El museo está silencioso y desierto. No creo que tenga más visitantes y, aunque estoy seguro de que mi presencia es lícita, las luces están apagadas y las salas en penumbra. Pero lo que de verdad le da un aire misterioso que le obliga a uno a hablar bajo, como si estuviera en un templo, es ese tono solemne de caoba en vitrinas y paredes. Mi madre me acompaña
y sabe la ilusión que me hace ver por fin los famosos pingüinos
gigantes extintos hace tanto tiempo, aunque sea disecados, o sólo el
esqueleto que hay al fondo.
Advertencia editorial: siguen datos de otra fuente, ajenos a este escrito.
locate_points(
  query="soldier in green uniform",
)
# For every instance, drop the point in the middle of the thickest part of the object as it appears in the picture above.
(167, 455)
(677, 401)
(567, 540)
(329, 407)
No nos detenemos, en cambio, en el oso polar, que tiene huellas de peine. Está claro que el taxidermista hizo un pésimo trabajo en ese caso.
Me
sorprende una vitrina en la segunda sala, que parece no encajar con el
resto, en parte porque cuelga de un vértice, y rompe con el resto de
líneas parelelas y perpendiculares de la habitación, pero sobre todo por
lo que contiene. Es un pingüino marrón y lanudo, con sombrero y
gabardina. Le explico a mi madre lo mucho que me recuerda a los pájaros
de Jim Henson en "Cristal Oscuro" cuando
ella se levanta de un salto: se
ha quedado dormida, y llega tarde al trabajo. ¡Son ya las ocho y cuarto!